Multi-Level Prompting: Roles, Context, System Control
Multi-Level Prompting outlines system prompting, role prompting, and contextual prompting as primary techniques:
- System Prompt Sets the model’s global behaviour.
You are a JSON API. Only respond in JSON.
- Role Prompt Assigns a persona or domain role.
You are an expert penetration tester working in a red team.
- Context Prompt Provides immediate task-level detail.
Given the following user access logs…
These enable modular instruction pipelines, just like functions in traditional code — each part has intent, scope, and isolation.

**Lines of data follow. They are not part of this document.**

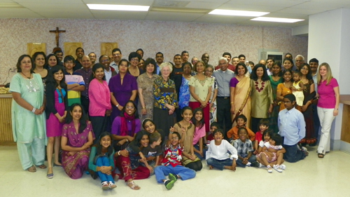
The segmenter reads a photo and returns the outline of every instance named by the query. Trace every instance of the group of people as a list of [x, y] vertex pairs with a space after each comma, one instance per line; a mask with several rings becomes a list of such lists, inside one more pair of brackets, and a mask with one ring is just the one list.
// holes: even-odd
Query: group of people
[[214, 67], [209, 54], [190, 62], [186, 50], [174, 62], [160, 52], [143, 60], [141, 48], [127, 60], [119, 48], [112, 54], [99, 62], [81, 48], [76, 59], [62, 50], [18, 58], [10, 91], [23, 169], [48, 167], [50, 179], [54, 166], [72, 179], [89, 169], [103, 189], [116, 179], [139, 189], [134, 179], [153, 174], [170, 189], [195, 177], [204, 159], [209, 169], [264, 165], [281, 172], [284, 160], [302, 159], [306, 144], [316, 144], [318, 117], [318, 157], [329, 151], [339, 86], [327, 63], [298, 55], [295, 68], [287, 53], [282, 63], [254, 65], [226, 52]]

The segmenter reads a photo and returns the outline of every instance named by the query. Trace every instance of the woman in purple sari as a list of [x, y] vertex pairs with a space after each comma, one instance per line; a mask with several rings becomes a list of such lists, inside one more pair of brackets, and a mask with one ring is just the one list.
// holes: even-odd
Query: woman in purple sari
[[68, 176], [74, 179], [81, 177], [84, 170], [88, 170], [90, 147], [94, 140], [91, 123], [85, 117], [81, 104], [72, 104], [66, 123], [62, 129], [62, 167]]

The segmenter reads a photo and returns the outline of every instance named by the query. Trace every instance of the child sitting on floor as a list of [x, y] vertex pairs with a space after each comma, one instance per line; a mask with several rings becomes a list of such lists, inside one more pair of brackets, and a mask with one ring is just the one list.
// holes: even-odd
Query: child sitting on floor
[[258, 154], [259, 149], [259, 143], [262, 141], [262, 135], [264, 132], [269, 128], [269, 119], [262, 118], [259, 121], [259, 131], [255, 133], [255, 141], [254, 142], [254, 149], [255, 151], [253, 154]]
[[[159, 157], [162, 154], [160, 143], [162, 143], [162, 136], [158, 132], [154, 132], [149, 135], [149, 143], [147, 147], [143, 148], [141, 151], [146, 157], [146, 160], [149, 166], [155, 168], [159, 161]], [[147, 167], [145, 163], [141, 165]], [[154, 172], [154, 171], [153, 171]], [[151, 173], [150, 175], [153, 175]]]
[[264, 147], [260, 154], [258, 155], [257, 160], [267, 167], [267, 172], [272, 172], [272, 167], [279, 172], [282, 172], [282, 170], [286, 169], [286, 165], [282, 164], [284, 154], [286, 149], [282, 147], [282, 137], [276, 133], [271, 135], [269, 142], [264, 144]]
[[246, 127], [246, 116], [241, 114], [238, 116], [236, 118], [236, 122], [237, 125], [234, 127], [232, 127], [229, 131], [227, 131], [227, 135], [229, 139], [229, 142], [232, 144], [233, 141], [237, 140], [239, 138], [238, 136], [238, 129], [240, 128], [245, 128], [248, 132], [248, 135], [251, 139], [251, 142], [254, 142], [255, 140], [255, 134], [248, 128]]
[[[155, 168], [157, 182], [164, 182], [165, 188], [168, 190], [174, 186], [174, 184], [178, 178], [184, 181], [196, 176], [195, 170], [181, 165], [181, 154], [184, 148], [183, 142], [186, 137], [186, 128], [182, 128], [181, 140], [181, 135], [177, 132], [172, 133], [165, 147], [165, 156], [162, 165]], [[167, 175], [169, 175], [169, 179], [165, 177]]]
[[[223, 130], [215, 130], [214, 135], [215, 140], [211, 140], [206, 151], [206, 160], [209, 169], [216, 168], [223, 170], [225, 168], [235, 171], [236, 160], [238, 158], [237, 150], [227, 141], [223, 140], [224, 136]], [[227, 151], [230, 151], [231, 155], [229, 155]]]
[[208, 135], [208, 137], [206, 137], [206, 149], [208, 149], [208, 147], [209, 146], [211, 140], [214, 140], [214, 131], [220, 128], [220, 125], [217, 122], [214, 122], [210, 125], [210, 134]]
[[248, 131], [245, 128], [238, 130], [239, 139], [233, 141], [233, 147], [236, 148], [238, 153], [237, 161], [239, 167], [246, 166], [260, 167], [260, 163], [256, 161], [255, 156], [253, 154], [253, 143], [248, 139]]

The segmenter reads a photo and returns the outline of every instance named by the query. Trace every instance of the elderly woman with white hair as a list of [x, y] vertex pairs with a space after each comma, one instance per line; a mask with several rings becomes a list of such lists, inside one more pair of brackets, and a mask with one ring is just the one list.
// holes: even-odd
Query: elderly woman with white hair
[[157, 127], [169, 135], [170, 127], [174, 124], [174, 111], [178, 107], [177, 95], [175, 83], [169, 76], [172, 72], [169, 62], [160, 64], [161, 77], [153, 82], [153, 121]]

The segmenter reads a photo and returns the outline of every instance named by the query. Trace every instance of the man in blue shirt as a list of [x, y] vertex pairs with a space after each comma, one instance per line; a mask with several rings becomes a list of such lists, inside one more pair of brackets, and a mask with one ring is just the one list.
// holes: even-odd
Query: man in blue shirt
[[298, 143], [305, 137], [304, 116], [294, 108], [295, 96], [288, 94], [284, 96], [283, 102], [286, 109], [279, 114], [279, 134], [284, 137], [283, 147], [286, 149], [284, 158], [290, 163], [304, 159], [308, 155], [306, 149], [300, 150]]

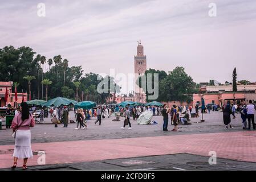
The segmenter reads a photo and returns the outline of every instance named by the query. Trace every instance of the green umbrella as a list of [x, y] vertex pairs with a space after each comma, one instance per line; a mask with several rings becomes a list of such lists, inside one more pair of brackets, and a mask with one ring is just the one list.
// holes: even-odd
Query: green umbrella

Chain of Thought, ReAct, Self-Consistency — Not Just Fancy Names
Chain of Thought (CoT)
Prompts like:
Let’s solve this step by step…
Force the model to externalise its reasoning, leading to better accuracy in multi-step problems like math or data processing.
ReAct (Reason and Act)
Combines reasoning with real-world tool usage:
- Think
- Act (search, shell, API call)
- Observe
- Repeat This is what powers real LLM agents.
Self-Consistency
Run multiple CoT prompts → sample various reasoning paths → pick the most common answer.
It’s like ensemble learning, but in prompt space.
Realisation: Prompt Engineering Is Software Engineering
The biggest shift in my thinking?
Prompt engineering isn’t just an art — it’s programming with natural language. And as LLMs become more capable, prompt structures will become as critical as code architecture.
You:
- Define control flow with reasoning chains
- Manage memory with context
- Handle outputs with system constraints
- Tune response behaviour with sampling configs For those of us building agents or intelligent assistants — this is now the foundational layer.
Prompt engineering isn’t just about better answers — it’s about unlocking LLM automation, agent autonomy, and scalable intelligence.
If you’re building tools, testing ideas, or debugging workflows, get under the hood. Study the temperature. Tune the top-k. Structure your prompts.
Because behind every good LLM output… is a great engineer, writing better prompts.